Custom Data Inference - Githubissues

mli0603 / stereo-transformer

Revisiting Stereo Depth Estimation From a Sequence-to-Sequence Perspective with Transformers. (ICCV 2021 Oral)

Apache License 2.0

666 stars 106 forks source link

Custom Data Inference #28

Open aakash26 opened 3 years ago

aakash26 commented 3 years ago

Hi authors, Thanks for providing the code for training and inference. I wanted to run the STTR on custom frames to see the depth output required. As seen in training data, we need to provide along with stereo images the occlusion map and initial disparity. Do you have any suggestions or algorithms that we can use to get the occlusion information from stereo images to run STTR on custom data?

Thanks and Regards Aakash Rajpal

mli0603 commented 3 years ago

Hi @aakash26, thanks for reaching out. As mentioned in Q&A item 3, there are two types of occlusion, 1) at left image border, 2) at left border of objects.

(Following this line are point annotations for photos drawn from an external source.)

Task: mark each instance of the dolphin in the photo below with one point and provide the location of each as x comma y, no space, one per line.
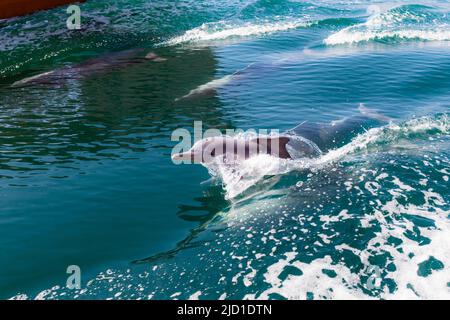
98,65
307,140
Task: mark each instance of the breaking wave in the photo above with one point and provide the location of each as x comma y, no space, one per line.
240,176
410,22
224,30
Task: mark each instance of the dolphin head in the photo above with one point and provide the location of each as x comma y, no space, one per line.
204,151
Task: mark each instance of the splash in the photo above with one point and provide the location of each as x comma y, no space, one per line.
397,24
237,177
224,29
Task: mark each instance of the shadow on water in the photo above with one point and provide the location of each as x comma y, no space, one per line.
106,114
49,134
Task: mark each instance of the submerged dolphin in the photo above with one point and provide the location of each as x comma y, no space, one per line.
98,65
307,140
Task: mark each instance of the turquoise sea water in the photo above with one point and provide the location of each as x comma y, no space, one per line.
86,177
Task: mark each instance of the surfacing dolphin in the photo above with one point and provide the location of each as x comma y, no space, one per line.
307,140
104,63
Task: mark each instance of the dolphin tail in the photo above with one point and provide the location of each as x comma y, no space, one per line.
211,87
372,114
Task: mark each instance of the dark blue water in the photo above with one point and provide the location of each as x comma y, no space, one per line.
86,176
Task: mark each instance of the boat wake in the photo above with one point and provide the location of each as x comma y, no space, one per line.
237,177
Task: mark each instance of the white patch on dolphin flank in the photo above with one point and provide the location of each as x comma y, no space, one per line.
32,78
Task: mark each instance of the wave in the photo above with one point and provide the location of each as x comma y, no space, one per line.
224,29
238,177
411,22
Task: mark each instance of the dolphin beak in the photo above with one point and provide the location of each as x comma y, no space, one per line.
183,156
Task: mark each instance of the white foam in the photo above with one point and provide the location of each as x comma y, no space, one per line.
222,30
403,25
350,36
237,177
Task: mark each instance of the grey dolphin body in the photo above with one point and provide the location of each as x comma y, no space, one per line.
98,65
307,140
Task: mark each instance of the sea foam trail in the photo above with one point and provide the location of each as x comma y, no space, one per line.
400,23
222,30
237,177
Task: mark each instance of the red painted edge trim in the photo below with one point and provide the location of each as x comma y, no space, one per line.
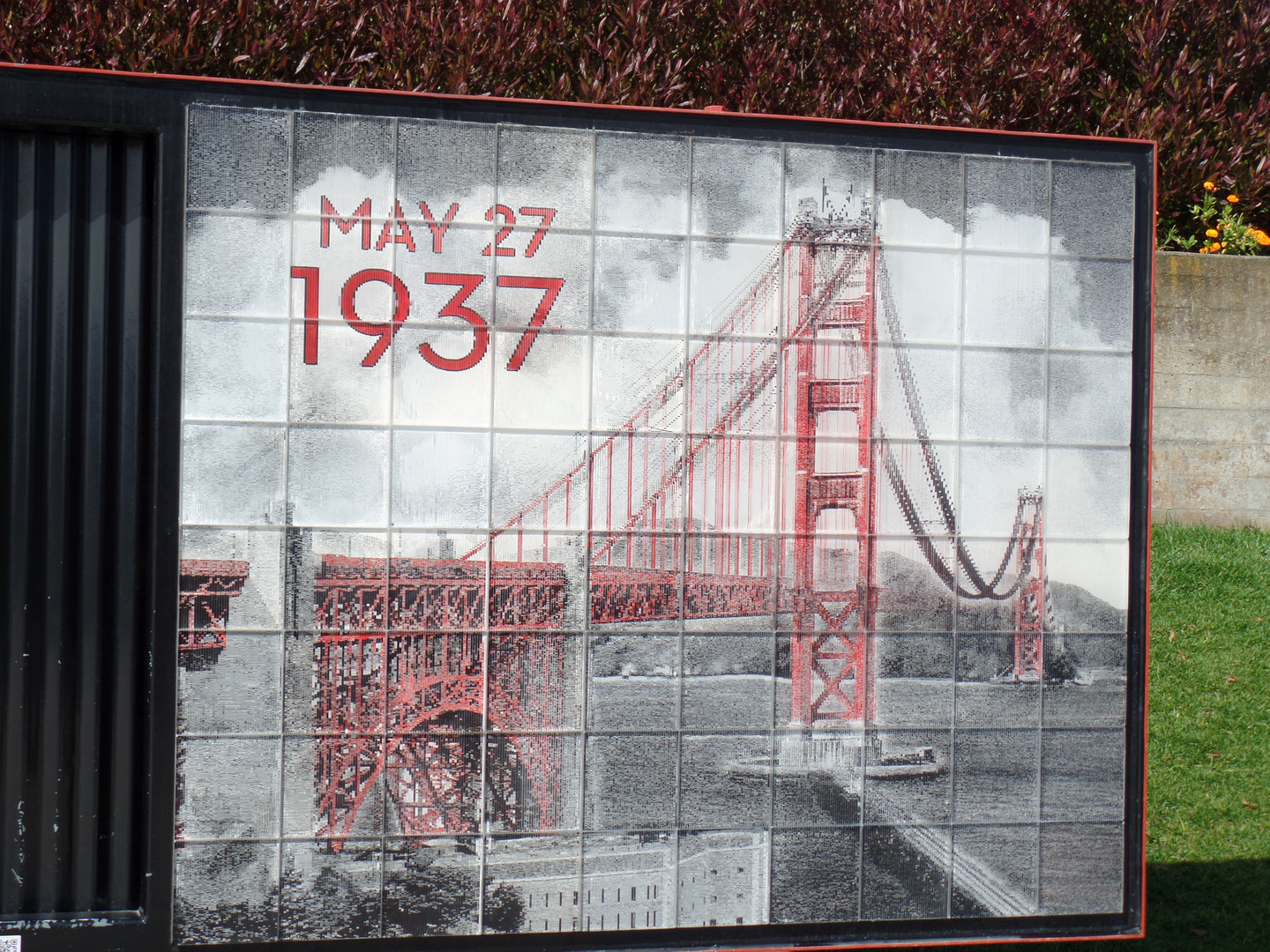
862,123
653,109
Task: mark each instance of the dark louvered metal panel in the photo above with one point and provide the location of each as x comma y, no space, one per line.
75,366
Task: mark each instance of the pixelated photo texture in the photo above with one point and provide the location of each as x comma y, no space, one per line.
596,531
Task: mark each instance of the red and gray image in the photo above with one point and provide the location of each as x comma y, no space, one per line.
606,531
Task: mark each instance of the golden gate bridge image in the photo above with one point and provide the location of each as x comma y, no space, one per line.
446,682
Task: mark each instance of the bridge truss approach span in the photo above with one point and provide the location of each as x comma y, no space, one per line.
677,516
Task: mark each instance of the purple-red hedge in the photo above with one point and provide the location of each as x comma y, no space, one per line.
1195,77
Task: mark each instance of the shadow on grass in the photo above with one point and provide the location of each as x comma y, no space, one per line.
1211,906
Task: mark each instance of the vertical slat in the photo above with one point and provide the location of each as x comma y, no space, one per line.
49,822
86,843
75,502
132,274
20,301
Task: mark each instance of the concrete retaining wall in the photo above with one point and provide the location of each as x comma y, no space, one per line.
1211,450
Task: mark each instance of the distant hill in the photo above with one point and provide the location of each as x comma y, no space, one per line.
915,623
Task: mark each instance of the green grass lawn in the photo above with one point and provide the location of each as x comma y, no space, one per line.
1208,801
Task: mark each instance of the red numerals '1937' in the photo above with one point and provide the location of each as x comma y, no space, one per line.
455,308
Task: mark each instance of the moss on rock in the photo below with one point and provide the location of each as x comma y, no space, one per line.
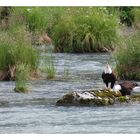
96,98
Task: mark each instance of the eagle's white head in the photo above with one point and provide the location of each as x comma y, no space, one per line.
107,69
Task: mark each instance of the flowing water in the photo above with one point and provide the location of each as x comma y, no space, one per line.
36,112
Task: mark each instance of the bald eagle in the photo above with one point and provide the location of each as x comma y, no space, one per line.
108,77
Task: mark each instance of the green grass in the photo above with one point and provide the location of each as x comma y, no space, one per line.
85,30
128,58
48,67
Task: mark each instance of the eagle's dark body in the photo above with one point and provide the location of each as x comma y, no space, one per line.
108,77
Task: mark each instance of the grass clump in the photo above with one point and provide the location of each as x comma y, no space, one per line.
86,29
15,49
128,58
49,67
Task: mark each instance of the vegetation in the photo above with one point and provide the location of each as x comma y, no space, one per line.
128,58
72,29
85,29
49,67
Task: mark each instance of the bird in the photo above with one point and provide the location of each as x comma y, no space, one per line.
126,87
108,76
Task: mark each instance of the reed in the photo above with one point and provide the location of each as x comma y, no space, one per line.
127,58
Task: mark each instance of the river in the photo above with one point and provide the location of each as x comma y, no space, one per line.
36,112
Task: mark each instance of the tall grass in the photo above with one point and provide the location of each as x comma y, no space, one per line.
49,67
136,12
85,30
15,45
128,58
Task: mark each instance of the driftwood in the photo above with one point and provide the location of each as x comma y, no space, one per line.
95,98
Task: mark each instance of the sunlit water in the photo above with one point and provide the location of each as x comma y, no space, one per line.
36,112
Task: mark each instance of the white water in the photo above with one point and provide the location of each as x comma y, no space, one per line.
36,112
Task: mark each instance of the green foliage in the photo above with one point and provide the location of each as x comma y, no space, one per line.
136,12
16,48
85,29
49,67
128,58
127,15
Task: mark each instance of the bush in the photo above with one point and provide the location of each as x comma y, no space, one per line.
128,58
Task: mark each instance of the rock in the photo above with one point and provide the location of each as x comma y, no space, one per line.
95,98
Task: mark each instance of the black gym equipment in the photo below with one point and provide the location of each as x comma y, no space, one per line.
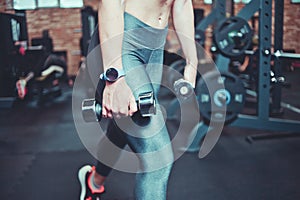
37,64
92,108
233,36
221,96
267,100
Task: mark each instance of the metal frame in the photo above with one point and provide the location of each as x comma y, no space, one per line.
262,121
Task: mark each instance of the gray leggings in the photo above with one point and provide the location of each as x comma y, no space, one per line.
142,58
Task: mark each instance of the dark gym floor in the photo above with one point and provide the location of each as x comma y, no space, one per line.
41,152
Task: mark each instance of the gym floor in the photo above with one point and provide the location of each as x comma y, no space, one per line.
40,154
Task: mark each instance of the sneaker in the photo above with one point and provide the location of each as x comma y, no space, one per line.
87,193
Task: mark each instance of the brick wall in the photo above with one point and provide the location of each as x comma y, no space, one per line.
65,27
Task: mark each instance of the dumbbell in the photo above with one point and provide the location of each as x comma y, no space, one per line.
92,108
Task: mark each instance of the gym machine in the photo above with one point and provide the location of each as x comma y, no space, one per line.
262,120
20,64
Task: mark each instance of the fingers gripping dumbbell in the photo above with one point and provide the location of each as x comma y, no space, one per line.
183,89
92,109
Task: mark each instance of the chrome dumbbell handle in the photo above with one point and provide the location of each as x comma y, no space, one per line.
92,110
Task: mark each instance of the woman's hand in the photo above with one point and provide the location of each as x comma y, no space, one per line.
118,100
190,73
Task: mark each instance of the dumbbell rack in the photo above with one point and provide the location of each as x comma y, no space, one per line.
262,120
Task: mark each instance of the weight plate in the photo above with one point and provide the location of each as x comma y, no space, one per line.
221,96
233,36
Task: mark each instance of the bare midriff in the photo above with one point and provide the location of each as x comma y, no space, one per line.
155,13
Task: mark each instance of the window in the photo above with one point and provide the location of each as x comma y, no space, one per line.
33,4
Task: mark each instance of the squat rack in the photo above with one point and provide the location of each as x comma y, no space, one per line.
262,121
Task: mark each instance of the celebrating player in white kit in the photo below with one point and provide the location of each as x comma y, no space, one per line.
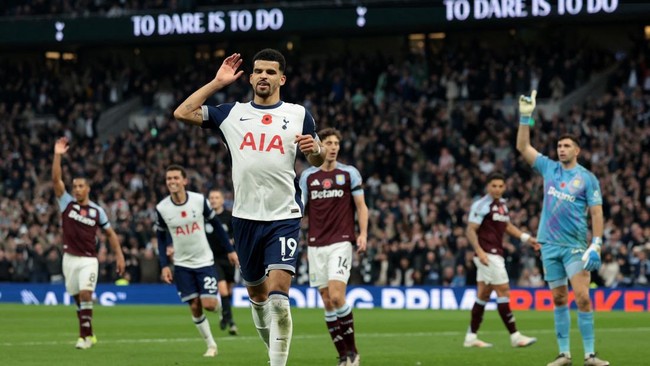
263,137
182,216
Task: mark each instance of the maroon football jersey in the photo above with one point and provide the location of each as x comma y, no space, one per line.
492,215
330,204
80,224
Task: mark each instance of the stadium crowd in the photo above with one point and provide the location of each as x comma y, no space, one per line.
410,126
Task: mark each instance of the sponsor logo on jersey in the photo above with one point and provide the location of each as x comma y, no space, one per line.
500,217
561,195
262,142
187,229
328,193
340,179
80,218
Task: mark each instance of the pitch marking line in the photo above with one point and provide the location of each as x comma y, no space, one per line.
309,336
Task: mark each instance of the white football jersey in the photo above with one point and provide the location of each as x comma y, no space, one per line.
261,144
186,224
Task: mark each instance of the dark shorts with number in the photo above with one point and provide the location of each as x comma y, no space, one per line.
265,245
195,282
225,270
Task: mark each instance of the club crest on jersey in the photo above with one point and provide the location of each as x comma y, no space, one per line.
340,179
259,143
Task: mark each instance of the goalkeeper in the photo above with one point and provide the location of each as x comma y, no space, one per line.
569,190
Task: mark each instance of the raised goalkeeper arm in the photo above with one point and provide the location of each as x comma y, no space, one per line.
526,108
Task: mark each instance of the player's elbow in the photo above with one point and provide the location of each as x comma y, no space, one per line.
180,115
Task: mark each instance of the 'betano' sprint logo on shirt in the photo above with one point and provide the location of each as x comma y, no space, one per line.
330,193
561,195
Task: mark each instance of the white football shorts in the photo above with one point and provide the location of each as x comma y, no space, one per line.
330,262
493,274
80,273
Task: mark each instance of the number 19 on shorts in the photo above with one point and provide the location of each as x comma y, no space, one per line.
291,244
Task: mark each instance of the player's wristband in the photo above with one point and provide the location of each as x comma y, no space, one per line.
526,120
318,152
597,240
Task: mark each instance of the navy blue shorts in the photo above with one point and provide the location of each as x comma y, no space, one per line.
194,282
265,245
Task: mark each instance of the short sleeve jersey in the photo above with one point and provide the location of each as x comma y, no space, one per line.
492,217
567,195
80,224
329,196
186,224
260,140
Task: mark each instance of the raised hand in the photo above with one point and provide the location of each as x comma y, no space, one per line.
228,73
527,104
61,146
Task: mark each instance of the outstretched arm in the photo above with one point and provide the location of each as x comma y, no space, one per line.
526,108
190,110
525,238
60,147
472,236
362,218
117,249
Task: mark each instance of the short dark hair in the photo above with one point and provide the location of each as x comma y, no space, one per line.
269,54
327,132
176,167
495,176
571,137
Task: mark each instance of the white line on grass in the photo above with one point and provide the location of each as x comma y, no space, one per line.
308,336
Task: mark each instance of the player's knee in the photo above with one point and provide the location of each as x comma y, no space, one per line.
560,299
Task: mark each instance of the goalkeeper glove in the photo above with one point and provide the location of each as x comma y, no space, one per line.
592,255
526,108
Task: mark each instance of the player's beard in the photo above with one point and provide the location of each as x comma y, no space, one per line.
264,93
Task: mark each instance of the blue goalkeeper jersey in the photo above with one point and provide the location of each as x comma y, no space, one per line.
567,195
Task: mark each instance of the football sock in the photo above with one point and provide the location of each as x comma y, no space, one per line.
281,328
334,328
203,325
262,319
226,312
346,321
503,304
85,319
477,315
586,326
562,325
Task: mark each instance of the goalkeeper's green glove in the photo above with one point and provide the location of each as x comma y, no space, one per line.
526,108
592,255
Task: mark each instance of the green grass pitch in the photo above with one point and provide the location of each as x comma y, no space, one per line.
165,335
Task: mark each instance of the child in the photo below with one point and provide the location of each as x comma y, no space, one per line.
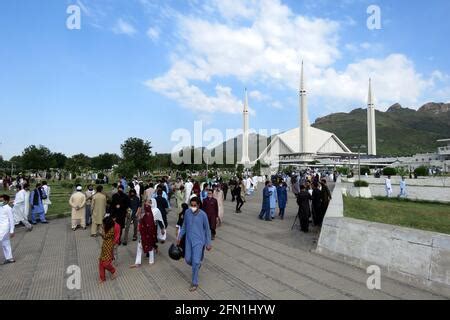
116,240
184,207
106,256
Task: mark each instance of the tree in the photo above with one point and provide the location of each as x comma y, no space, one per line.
136,153
421,171
125,169
105,161
58,160
389,171
256,170
78,163
38,158
239,170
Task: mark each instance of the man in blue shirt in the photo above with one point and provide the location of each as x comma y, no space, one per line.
198,237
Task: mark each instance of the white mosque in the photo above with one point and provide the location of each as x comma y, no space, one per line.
305,145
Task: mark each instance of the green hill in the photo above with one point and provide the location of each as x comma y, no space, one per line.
400,131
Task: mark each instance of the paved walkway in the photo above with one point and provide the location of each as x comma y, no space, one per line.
250,259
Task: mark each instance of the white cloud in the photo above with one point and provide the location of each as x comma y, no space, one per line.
261,42
258,95
268,50
123,27
153,33
394,79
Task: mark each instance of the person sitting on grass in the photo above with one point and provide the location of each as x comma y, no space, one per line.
106,255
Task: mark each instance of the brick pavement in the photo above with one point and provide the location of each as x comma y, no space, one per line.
250,259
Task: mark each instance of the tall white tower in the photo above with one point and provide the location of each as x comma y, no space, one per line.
245,158
371,129
304,122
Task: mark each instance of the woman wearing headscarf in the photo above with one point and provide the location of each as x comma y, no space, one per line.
36,205
218,195
148,235
158,217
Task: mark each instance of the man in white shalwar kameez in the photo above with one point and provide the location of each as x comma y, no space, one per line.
388,186
187,190
46,202
6,228
248,186
20,213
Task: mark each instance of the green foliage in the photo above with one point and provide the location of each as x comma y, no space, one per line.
389,171
412,214
343,170
365,170
105,161
421,171
403,172
125,169
78,163
256,169
360,183
136,154
67,185
239,170
400,132
58,160
37,158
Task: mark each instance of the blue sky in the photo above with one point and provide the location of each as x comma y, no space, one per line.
146,68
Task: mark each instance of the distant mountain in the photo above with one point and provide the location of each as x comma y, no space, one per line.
400,131
256,144
231,149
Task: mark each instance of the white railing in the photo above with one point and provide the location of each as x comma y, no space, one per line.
444,150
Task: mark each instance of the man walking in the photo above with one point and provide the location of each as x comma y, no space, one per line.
402,188
273,200
211,208
198,237
36,205
303,199
265,210
388,186
89,193
46,202
119,206
19,210
282,198
6,228
325,196
98,207
78,201
135,206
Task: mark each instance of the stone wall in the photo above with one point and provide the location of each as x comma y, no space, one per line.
431,189
415,256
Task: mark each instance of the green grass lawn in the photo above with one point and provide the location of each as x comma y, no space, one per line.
60,199
422,215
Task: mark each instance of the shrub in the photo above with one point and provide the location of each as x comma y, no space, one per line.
364,170
388,171
421,171
343,170
67,185
360,183
402,172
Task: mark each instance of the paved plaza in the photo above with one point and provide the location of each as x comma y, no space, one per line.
250,259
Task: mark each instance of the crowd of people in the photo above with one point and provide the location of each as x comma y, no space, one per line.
144,208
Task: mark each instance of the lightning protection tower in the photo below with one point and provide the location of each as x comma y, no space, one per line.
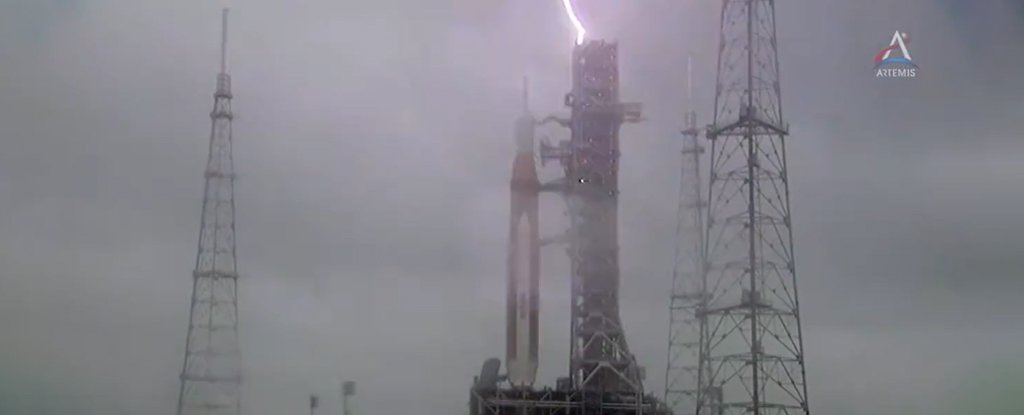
684,329
211,373
751,339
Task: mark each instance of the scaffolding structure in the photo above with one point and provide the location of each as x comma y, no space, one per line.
752,351
211,373
604,377
684,328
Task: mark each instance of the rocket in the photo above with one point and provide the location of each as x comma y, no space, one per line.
523,257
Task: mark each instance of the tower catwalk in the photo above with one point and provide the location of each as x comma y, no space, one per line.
600,358
211,373
751,339
684,329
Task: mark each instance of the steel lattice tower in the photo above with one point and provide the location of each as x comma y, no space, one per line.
211,373
751,339
684,328
600,359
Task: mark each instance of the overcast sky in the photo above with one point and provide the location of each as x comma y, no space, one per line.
374,143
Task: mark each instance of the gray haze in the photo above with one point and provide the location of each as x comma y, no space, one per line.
374,142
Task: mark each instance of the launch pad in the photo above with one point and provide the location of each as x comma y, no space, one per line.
604,377
503,401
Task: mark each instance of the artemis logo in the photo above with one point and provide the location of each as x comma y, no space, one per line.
889,66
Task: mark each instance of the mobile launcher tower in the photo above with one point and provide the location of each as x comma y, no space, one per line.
604,377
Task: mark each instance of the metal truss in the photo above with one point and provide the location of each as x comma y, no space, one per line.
752,355
600,358
211,373
684,328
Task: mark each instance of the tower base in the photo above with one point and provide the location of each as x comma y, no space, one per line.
502,401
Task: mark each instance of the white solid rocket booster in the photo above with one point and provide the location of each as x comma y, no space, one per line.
523,258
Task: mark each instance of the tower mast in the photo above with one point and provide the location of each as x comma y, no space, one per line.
684,330
211,372
751,340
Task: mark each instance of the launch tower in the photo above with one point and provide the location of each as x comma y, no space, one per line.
684,328
211,373
752,351
603,375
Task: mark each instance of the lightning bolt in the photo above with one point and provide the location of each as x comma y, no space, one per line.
576,21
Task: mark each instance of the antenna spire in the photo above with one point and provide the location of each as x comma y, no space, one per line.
223,41
689,81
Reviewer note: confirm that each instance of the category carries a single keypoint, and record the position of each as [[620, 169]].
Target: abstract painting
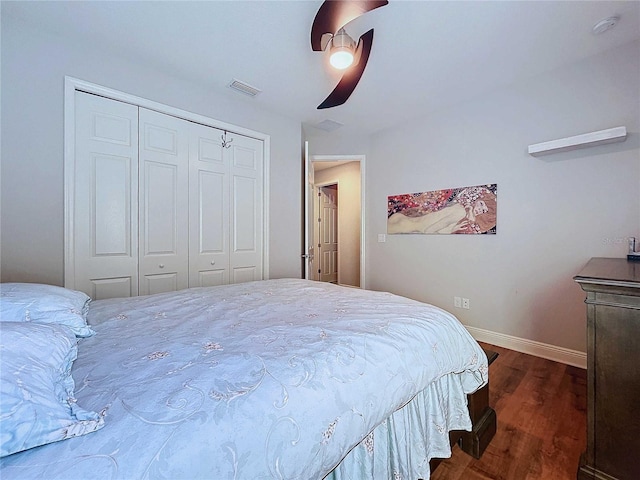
[[464, 210]]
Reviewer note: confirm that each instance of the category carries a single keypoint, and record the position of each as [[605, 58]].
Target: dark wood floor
[[541, 408]]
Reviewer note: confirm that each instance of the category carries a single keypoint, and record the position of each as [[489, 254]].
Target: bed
[[275, 379]]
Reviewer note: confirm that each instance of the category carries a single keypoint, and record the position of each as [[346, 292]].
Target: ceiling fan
[[328, 31]]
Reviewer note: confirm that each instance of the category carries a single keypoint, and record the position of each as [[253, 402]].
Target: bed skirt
[[401, 446]]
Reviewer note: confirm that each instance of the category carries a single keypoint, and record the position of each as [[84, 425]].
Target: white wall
[[554, 213], [33, 68], [347, 176]]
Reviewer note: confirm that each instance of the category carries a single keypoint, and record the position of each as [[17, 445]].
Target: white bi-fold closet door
[[162, 203]]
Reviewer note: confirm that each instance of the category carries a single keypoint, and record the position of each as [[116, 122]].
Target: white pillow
[[37, 404], [35, 302]]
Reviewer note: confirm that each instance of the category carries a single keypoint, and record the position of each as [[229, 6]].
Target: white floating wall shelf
[[611, 135]]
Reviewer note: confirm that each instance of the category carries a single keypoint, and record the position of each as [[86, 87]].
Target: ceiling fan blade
[[334, 14], [350, 79]]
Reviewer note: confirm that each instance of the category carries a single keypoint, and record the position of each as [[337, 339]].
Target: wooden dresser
[[613, 369]]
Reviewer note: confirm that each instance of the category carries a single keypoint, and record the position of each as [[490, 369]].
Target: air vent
[[244, 88], [329, 125]]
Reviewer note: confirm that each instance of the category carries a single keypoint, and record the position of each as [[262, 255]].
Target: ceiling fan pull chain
[[226, 143]]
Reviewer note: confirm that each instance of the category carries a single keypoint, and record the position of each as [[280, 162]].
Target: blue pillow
[[37, 404], [35, 302]]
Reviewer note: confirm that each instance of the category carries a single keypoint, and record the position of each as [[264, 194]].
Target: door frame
[[346, 159], [71, 85]]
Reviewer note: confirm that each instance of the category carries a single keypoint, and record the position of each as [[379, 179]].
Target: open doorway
[[326, 233], [340, 177]]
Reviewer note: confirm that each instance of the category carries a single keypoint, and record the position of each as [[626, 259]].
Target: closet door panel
[[246, 160], [164, 203], [209, 208], [105, 195]]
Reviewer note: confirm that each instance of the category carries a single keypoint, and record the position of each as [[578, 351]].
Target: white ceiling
[[426, 54]]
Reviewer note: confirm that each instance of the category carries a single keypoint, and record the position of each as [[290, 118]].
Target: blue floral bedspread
[[277, 379]]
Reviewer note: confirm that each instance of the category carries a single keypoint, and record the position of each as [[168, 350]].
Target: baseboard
[[538, 349]]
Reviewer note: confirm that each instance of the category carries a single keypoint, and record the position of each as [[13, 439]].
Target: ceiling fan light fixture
[[342, 49]]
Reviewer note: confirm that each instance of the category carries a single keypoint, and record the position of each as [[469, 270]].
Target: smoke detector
[[604, 25]]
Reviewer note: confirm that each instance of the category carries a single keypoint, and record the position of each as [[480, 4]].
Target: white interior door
[[105, 197], [209, 208], [309, 250], [163, 203], [245, 156], [328, 233]]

If you have disparities from both images (such as Scene Flow or Middlebury), you can easily identify these regions using script here.
If you only have one disparity, you can easily identify the 1) left border occlusion easily be checking if corresponding pixels will be negative in the right image, which is already implemented in the same script. For 2) left border occlusion, I think you are out of luck. This is the problem with KITTI dataset as well, where left object borders are not identified at all. If you trust the output from STTR, I guess you can run STTR on your data first and get occlusion information. Then assume this is correct and exclude them from training. But I understand this is far from ideal...

I hope this helps!

aakash26 commented 3 years ago

Hi @mli0603, thanks for providing the information and explanation. I have both disparities (depth map), however now when trying to run inference on custom videos I am not sure where and when to provide occlusion mask as the inference example given in collab or normal is based on KITTI dataset which consists of disparity+occlusion combined in one image file. But for Custom videos how do I run the inference, as with the provided inference script the output disparities are poor and unusable. Could you please guide me for inference only? Also, for custom videos, which pretrained weights would be better to use?

mli0603 commented 3 years ago

Hi @aakash26,

Is your dataset similar to KITTI?

If so, you can use the KITTI pretrained weights.
If not, you should use the Scene Flow pretrained weights. This one provides better generalization.

aakash26 commented 3 years ago

Hi @mli0603 ,

Thanks for the reply. My dataset is not similar to KITTI but more similar to the SCENE_FLOW dataset as you provided in sample_data and hence I am using Scene Flow pretrained weights. However, my question is for this dataset can you provide an inference script or some idea on how to use the STTR model. The only provided inference script is for KITTI dataset which is different with it's disparity and occlusion images. Thanks again for sharing the code.

Regards Aakash

Rashfu commented 2 years ago

Hi, @mli0603 . I'm curious about why the data format of KITTI and SCARED is different, because both are provided with stereo GT depth. In your code, KITTI ones is provided with disp_occ, SCARED ones is provided with occ_mask where 128 represents the occlusion. Could you explain the reason and give me some advice on how to process SCARED dataset to get the format as yours?